New Canaan for more than a half-century has acknowledged a shortage in parking for downtown visitors as well as commuters, and the tiering of Locust and Lumberyard lots is the sensible, minimally disruptive solution—projects that the town should pursue regardless of separate capital projects such as the proposed Saxe Middle School auditorium and classroom expansion, Keith Richey said during a meeting of the Plan of Conservation and Development Implementation Committee.
“Both lots fall away from the street so a single tier could be added at street level, negating any serious concern about having an ugly parking structure—a concern I share, by the way,” Richey said during the meeting, held in the Training Room at the New Canaan Police Department. “There is little controversy over the conclusion. There is no need for another study to tell us this would materially improve the situation.”
He continued: “We need to tier the Locust Avenue Parking Lot and the Lumberyard Lot. These projects would be practically self-funding and, in my view, are the only way to materially improve the parking situation in New Canaan. From your perspective on Planning & Zoning, I hope you realize that adding parking at these lots is a necessary foundation to your plans for the development of the Cross Street and further development of the Grove Street areas.”
His comments come not only as municipal departments start moving back into Town Hall following an estimated $13 million renovation and expansion, but also as officials begin to seek approvals for a proposed $16.9 million capital project at the middle school.
Citing the recently updated POCD—a document that finds parking deficits downtown and at the train station, and recommends expanding New Canaan’s parking supply “to meet long-term demand” (see this document starting on page 31)—Richey delivered a comprehensive view of parking dynamics in town. They included problems and trends as they relate to: a shortage of spaces for potential shoppers and diners that’s created by employees of local businesses, parking supervision, handicapped spaces, loading zones, nighttime parking, commuters, revenue and signage.
Put off during the renovation of Town Hall, creating tiered parking at Locust Avenue has won approval from municipal bodies. No one disagrees that more parking is needed, though it has been an open question of just when the project should go forward.
Ultimately, the town decided to put it off until Town Hall was done, saying it would be too much to tackle both capital projects simultaneously, particularly with the mixed-use structure going in down on Forest Street.
Committee members on Wednesday discussed some strategies to help alleviate the downtown parking crunch in a way that could still work for employees in the business district.
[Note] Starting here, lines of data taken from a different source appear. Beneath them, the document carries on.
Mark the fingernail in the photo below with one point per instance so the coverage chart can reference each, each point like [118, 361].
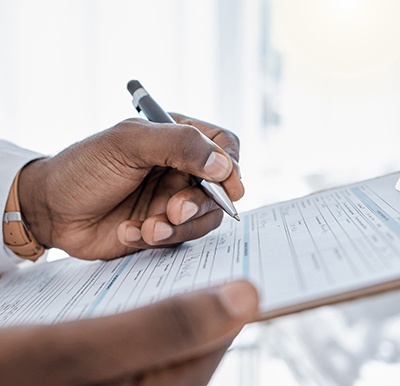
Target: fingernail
[188, 210]
[162, 231]
[217, 166]
[239, 299]
[132, 234]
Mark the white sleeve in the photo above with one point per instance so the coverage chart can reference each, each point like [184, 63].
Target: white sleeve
[12, 159]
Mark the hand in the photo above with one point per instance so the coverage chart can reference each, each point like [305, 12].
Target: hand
[179, 341]
[129, 188]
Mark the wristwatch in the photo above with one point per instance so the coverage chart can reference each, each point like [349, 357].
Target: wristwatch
[16, 233]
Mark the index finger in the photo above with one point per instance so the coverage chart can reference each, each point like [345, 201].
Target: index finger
[229, 142]
[222, 137]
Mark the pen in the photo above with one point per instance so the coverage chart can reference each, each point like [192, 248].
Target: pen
[144, 103]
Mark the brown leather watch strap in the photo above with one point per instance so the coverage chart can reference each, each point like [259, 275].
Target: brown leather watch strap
[16, 233]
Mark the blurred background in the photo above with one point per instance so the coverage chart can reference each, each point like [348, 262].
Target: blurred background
[311, 87]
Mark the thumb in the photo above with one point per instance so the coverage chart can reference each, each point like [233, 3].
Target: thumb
[182, 147]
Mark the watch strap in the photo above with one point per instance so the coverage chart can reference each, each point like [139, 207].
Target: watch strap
[16, 233]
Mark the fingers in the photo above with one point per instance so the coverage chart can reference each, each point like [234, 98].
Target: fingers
[196, 372]
[229, 142]
[181, 147]
[158, 231]
[166, 334]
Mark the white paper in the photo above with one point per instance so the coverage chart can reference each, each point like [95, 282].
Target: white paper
[314, 247]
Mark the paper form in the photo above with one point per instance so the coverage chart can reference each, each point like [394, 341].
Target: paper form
[299, 251]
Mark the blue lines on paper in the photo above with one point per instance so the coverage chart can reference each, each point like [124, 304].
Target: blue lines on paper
[386, 218]
[246, 247]
[104, 292]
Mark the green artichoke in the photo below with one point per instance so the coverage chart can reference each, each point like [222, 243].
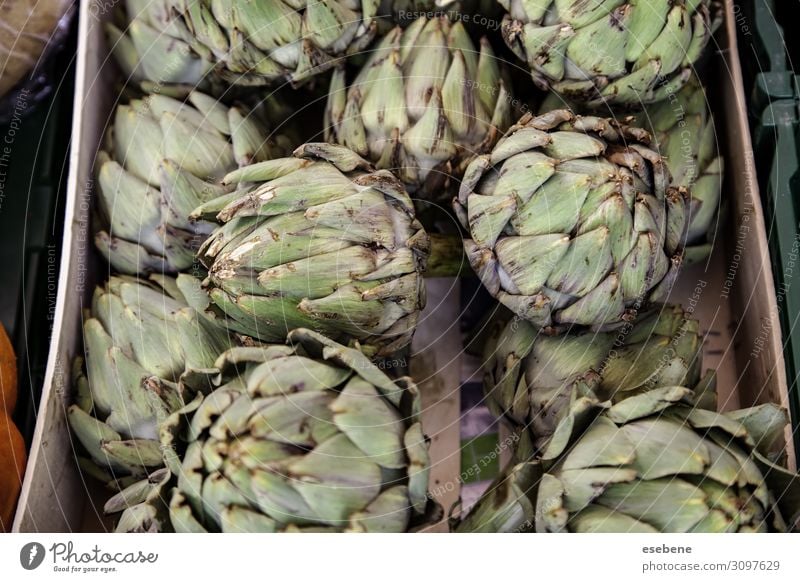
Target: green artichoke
[650, 463]
[529, 376]
[319, 240]
[139, 337]
[610, 52]
[162, 159]
[306, 437]
[245, 43]
[573, 222]
[684, 134]
[425, 102]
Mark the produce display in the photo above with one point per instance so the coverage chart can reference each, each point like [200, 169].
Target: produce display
[147, 193]
[610, 53]
[686, 138]
[530, 377]
[425, 102]
[244, 353]
[306, 437]
[246, 43]
[140, 336]
[572, 221]
[650, 463]
[318, 240]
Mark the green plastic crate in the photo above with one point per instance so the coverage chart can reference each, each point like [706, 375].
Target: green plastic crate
[777, 141]
[31, 227]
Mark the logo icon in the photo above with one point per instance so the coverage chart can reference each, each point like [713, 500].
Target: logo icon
[31, 555]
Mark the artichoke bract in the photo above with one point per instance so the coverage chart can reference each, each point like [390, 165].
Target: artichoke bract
[306, 437]
[425, 102]
[529, 376]
[653, 463]
[140, 336]
[684, 134]
[572, 221]
[163, 158]
[320, 240]
[650, 463]
[244, 43]
[610, 52]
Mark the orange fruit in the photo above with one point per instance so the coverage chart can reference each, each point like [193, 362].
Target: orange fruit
[8, 374]
[12, 469]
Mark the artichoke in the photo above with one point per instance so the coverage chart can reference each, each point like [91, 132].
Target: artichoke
[139, 337]
[650, 463]
[306, 437]
[684, 134]
[425, 102]
[161, 161]
[572, 221]
[245, 43]
[529, 376]
[613, 52]
[319, 240]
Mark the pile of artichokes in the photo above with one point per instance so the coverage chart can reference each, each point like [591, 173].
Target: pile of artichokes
[232, 378]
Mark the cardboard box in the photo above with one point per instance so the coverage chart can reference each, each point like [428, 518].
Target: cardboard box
[732, 294]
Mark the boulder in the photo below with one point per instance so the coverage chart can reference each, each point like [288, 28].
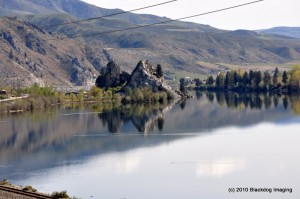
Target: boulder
[111, 76]
[144, 75]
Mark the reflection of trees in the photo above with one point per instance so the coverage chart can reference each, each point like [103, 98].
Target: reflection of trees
[254, 100]
[295, 104]
[285, 102]
[144, 117]
[182, 105]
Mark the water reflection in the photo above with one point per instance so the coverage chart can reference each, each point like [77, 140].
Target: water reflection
[144, 117]
[252, 100]
[47, 139]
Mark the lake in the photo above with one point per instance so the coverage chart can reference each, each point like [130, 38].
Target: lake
[206, 147]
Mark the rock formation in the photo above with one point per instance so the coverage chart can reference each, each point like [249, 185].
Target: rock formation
[111, 76]
[144, 75]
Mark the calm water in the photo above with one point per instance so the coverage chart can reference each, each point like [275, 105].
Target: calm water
[197, 149]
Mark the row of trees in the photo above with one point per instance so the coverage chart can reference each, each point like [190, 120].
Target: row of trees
[252, 80]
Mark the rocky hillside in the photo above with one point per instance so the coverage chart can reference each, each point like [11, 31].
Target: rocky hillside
[179, 47]
[29, 54]
[74, 8]
[286, 31]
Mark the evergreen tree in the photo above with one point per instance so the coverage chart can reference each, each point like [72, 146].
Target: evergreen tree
[220, 81]
[198, 82]
[210, 80]
[236, 77]
[246, 80]
[226, 81]
[275, 77]
[267, 78]
[285, 77]
[11, 54]
[251, 77]
[182, 85]
[159, 72]
[257, 78]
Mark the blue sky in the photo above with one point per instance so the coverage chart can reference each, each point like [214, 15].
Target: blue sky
[267, 14]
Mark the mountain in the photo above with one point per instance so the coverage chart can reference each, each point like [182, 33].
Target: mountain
[74, 8]
[182, 48]
[29, 54]
[286, 31]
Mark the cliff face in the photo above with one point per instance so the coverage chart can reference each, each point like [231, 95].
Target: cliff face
[144, 75]
[29, 54]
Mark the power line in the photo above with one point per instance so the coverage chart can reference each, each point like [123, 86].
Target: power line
[163, 22]
[110, 15]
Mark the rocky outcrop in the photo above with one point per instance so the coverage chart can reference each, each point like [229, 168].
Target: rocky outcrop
[111, 76]
[144, 75]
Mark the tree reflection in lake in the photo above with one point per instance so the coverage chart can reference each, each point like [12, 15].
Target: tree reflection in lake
[145, 117]
[251, 100]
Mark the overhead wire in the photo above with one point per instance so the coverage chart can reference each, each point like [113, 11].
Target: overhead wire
[110, 15]
[162, 22]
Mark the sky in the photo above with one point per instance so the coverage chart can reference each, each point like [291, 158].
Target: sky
[263, 15]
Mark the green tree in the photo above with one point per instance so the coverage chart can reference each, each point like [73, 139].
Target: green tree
[246, 80]
[182, 84]
[257, 78]
[210, 81]
[275, 76]
[96, 92]
[198, 82]
[285, 77]
[229, 79]
[251, 77]
[11, 54]
[267, 78]
[137, 95]
[159, 72]
[236, 77]
[295, 76]
[220, 81]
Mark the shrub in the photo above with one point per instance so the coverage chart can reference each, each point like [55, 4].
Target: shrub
[29, 189]
[58, 195]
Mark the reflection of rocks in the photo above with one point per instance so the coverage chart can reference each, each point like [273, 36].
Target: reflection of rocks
[111, 76]
[112, 119]
[144, 75]
[144, 117]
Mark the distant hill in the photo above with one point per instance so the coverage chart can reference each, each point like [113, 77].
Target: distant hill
[29, 55]
[179, 46]
[286, 31]
[74, 8]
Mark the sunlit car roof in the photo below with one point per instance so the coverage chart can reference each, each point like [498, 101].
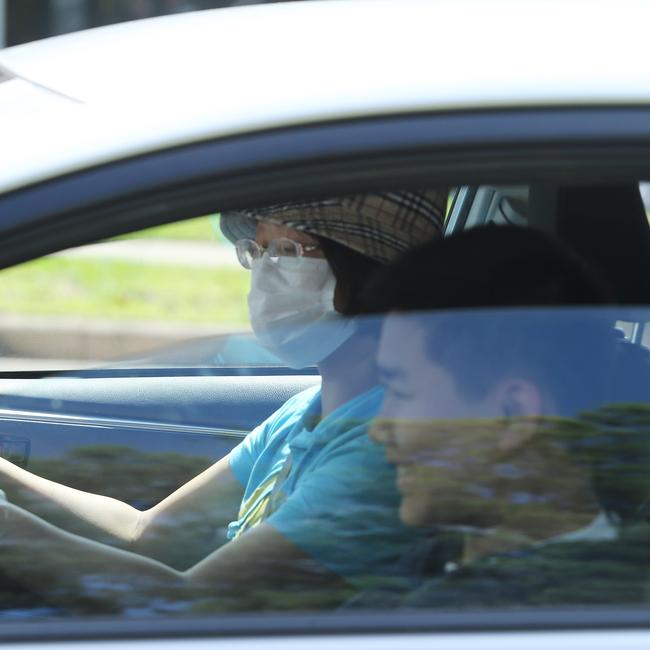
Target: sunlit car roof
[83, 99]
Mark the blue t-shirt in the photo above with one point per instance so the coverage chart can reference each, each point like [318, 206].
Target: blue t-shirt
[325, 485]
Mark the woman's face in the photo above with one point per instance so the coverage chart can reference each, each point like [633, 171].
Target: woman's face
[266, 232]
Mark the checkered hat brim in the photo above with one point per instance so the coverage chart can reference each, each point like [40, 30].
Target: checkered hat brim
[380, 226]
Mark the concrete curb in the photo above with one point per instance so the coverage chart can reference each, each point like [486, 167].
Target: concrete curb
[96, 340]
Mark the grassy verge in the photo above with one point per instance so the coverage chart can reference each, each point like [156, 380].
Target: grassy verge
[120, 290]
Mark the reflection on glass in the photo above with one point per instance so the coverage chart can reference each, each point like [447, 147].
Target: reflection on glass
[501, 461]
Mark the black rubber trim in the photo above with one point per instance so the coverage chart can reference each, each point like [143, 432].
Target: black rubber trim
[320, 160]
[252, 625]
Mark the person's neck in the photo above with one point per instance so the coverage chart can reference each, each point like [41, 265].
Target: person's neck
[348, 372]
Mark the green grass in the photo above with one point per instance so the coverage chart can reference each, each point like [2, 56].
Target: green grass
[120, 290]
[199, 229]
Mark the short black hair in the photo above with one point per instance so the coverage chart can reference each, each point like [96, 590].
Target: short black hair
[505, 266]
[351, 270]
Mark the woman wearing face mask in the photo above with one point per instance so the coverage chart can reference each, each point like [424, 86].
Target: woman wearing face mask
[315, 498]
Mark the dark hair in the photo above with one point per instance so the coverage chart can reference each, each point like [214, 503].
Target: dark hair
[505, 266]
[490, 266]
[352, 271]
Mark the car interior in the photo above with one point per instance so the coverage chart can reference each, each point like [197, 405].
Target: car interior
[84, 425]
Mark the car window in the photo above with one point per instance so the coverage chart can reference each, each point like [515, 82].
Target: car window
[167, 296]
[501, 461]
[475, 441]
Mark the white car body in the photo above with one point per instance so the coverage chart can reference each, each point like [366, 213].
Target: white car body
[88, 98]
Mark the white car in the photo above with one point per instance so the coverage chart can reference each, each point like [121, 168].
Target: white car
[533, 113]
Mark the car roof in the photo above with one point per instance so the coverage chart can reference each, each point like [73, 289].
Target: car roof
[83, 99]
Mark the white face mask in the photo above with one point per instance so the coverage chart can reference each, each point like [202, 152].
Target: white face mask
[292, 310]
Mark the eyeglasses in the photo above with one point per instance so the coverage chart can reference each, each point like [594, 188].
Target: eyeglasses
[283, 248]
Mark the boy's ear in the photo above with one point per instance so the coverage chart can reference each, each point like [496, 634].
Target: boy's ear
[521, 400]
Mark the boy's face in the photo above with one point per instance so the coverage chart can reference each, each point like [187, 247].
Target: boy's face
[419, 424]
[460, 462]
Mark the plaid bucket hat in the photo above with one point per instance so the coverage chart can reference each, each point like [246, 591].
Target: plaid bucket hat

For example, New Canaan Chamber of Commerce Executive Director Tucker Murphy raised the prospect of remotely adding a single hour to a meter.
Jean Grzelecki, secretary of the Planning & Zoning Commission, said that P&Z long has favored tiering both the Lumberyard and Locust lots.
“It is just a matter of the getting the money,” she said.
Richey said that the Parking Commission has been frustrated that its well-considered recommendations for new parking facilities must vie with other initiatives such as at Saxe.
“Parking is a revenue generator,” he said. “This is well known but it seems to be forgotten [amid] everything that the Board of Selectmen or Board of Finance has to decide on the priority of competing spending projects.”
Parking generates more than $1.1 million in revenue annually, according to the POCD, and that money goes into the General Fund. Richey said that if the revenue was reinvested in parking facilities, as it is in communities such as Greenwich, then that money “would pay for the entire proposed Locust Lot expansion in less than three years. “
“We could also tier the Lumberyard Lot and pay for that out of Parking Revenue in three or four years,” Richey said.
P&Z Chairman John Goodwin, who was in the audience at the meeting, noted that under Richey’s plan some 50 Town Hall employees would park in the decked Locust Avenue lot, meaning there would be no “payback” for the town.
Richey responded that he figured there would be 89 new spots at a decked Locust lot, and that some 39 would come over from Town Hall. That would leave 50 spots that could be sold either to residents or nonresidents, commuters and workers alike, for $1,000 or even $2,000 per year. It’s not a stretch to think people would pay those fees, Richey said, noting that some motorists already are paying $100 per month to park at gas stations.